Specifically, for each value \(i\) in the current \(A\), we manage the value \(\text{next}_i\) representing the value occurring right after \(i\) in \(A\). (If \(i\) is at the end, define the value as \(-1\).)

Initially, \(0\) is the only value contained in \(A\), and \(\text{next}_0=-1\).

Consider a query of the first kind: you are asked to insert \(i\) right after the value \(x\).
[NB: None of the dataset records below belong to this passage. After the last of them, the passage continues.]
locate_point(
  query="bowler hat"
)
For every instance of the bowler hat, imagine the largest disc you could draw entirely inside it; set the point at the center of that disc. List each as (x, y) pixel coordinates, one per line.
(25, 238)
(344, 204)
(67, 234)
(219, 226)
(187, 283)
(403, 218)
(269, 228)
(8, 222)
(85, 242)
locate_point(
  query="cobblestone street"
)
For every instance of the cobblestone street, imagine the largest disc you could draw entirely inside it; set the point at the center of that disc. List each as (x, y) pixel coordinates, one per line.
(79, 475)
If \(\text{next}_x\) before the insertion was \(y\), the chain \(\dots\rightarrow x\rightarrow y\rightarrow \dots\) becomes \(\dots\rightarrow x\rightarrow i\rightarrow y\rightarrow \dots\), so \(\text{next}_x\) should be updated to \(i\), and \(\text{next}_i\), and no other values need to be updated.

Consider a query of the second kind: print the sum of the values between \(x\) and \(y\) and remove them.
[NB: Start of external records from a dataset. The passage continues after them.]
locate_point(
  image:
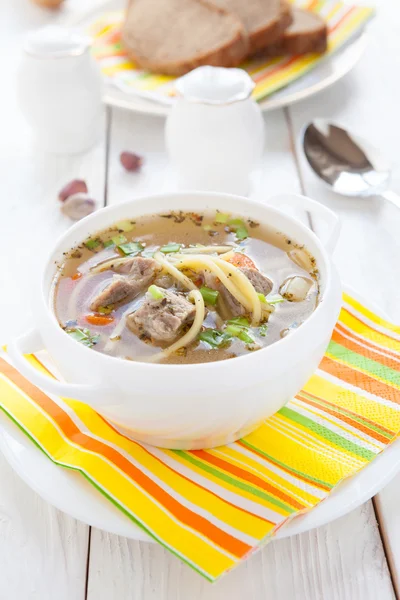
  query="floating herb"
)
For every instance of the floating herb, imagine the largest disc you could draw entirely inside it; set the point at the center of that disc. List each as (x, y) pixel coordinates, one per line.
(131, 248)
(125, 226)
(263, 330)
(209, 296)
(169, 248)
(276, 299)
(119, 239)
(221, 218)
(83, 336)
(93, 243)
(214, 338)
First, if \(x\) is known to occur earlier than \(y\), we may start from \(x\) and traverse as \(x\rightarrow \text{next}_x \rightarrow \text{next}_{\text{next}_x} \rightarrow \dots\) until reaching \(y\); this procedure gives us all the elements between \(x\) and \(y\). To remove them, simply set \(\text{next}_x\) to \(y\). Although this procedure require the time proportional to the number of deleted elements, since an insertion occurs at most \(Q\) times, the total number of deleted elements is also bounded by \(Q\).

If \(y\) is known to occur earlier than \(x\), we can likewise start from \(y\) and traverse as \(y\rightarrow \text{next}_y \rightarrow \text{next}_{\text{next}_y} \rightarrow \dots\).
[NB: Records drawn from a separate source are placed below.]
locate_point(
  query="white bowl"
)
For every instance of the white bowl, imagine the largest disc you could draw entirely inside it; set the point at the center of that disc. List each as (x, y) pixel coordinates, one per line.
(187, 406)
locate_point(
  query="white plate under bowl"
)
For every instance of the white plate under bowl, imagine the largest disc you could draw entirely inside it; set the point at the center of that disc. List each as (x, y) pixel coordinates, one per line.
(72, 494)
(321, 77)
The problem is we do not know which of \(x\) and \(y\) occurs earlier in \(A\). Nevertheless, we can advance the steps \(x\rightarrow \text{next}_x \rightarrow \text{next}_{\text{next}_x} \rightarrow \dots\) and \(y\rightarrow \text{next}_y \rightarrow \text{next}_{\text{next}_y} \rightarrow \dots\) alternately, and stop the process once either traversal reaches \(y\). This procedure requires the number of steps twice as many as the number of deleted elements, and the computational complexity is still bounded by \(O(Q)\) time.

Sample code (C++):

#include <bits/stdc++.h>

using namespace std;

int main() {
    ios::sync_with_stdio(false);
    cin.tie(nullptr);
    int q;
    cin >> q;
    vector<int> next(q + 1);
    next[0] = -1;
    for (int i = 1; i <= q; i++) {
        int t;
        cin >> t;
        if (t == 1) {
            int x;
            cin >> x;
            next[i] = next[x];
            next[x] = i;
        } else {
            int x, y;
            cin >> x >> y;
            int cx = x, cy = y;
            long long sx = 0, sy = 0;
            while (true) {
                if (next[cx] != -1) {
                    cx = next[cx];
                    if (cx == y) {
                        cout << sx << '\n';
                        next[x] = y;
                        break;
                    } else {
                        sx += cx;
                    }
                }
                if (next[cy] != -1) {
                    cy = next[cy];
                    if (cy == x) {
                        cout << sy << '\n';
                        next[y] = x;
                        break;
                    } else {
                        sy += cy;
                    }
                }
            }
        }
    }
}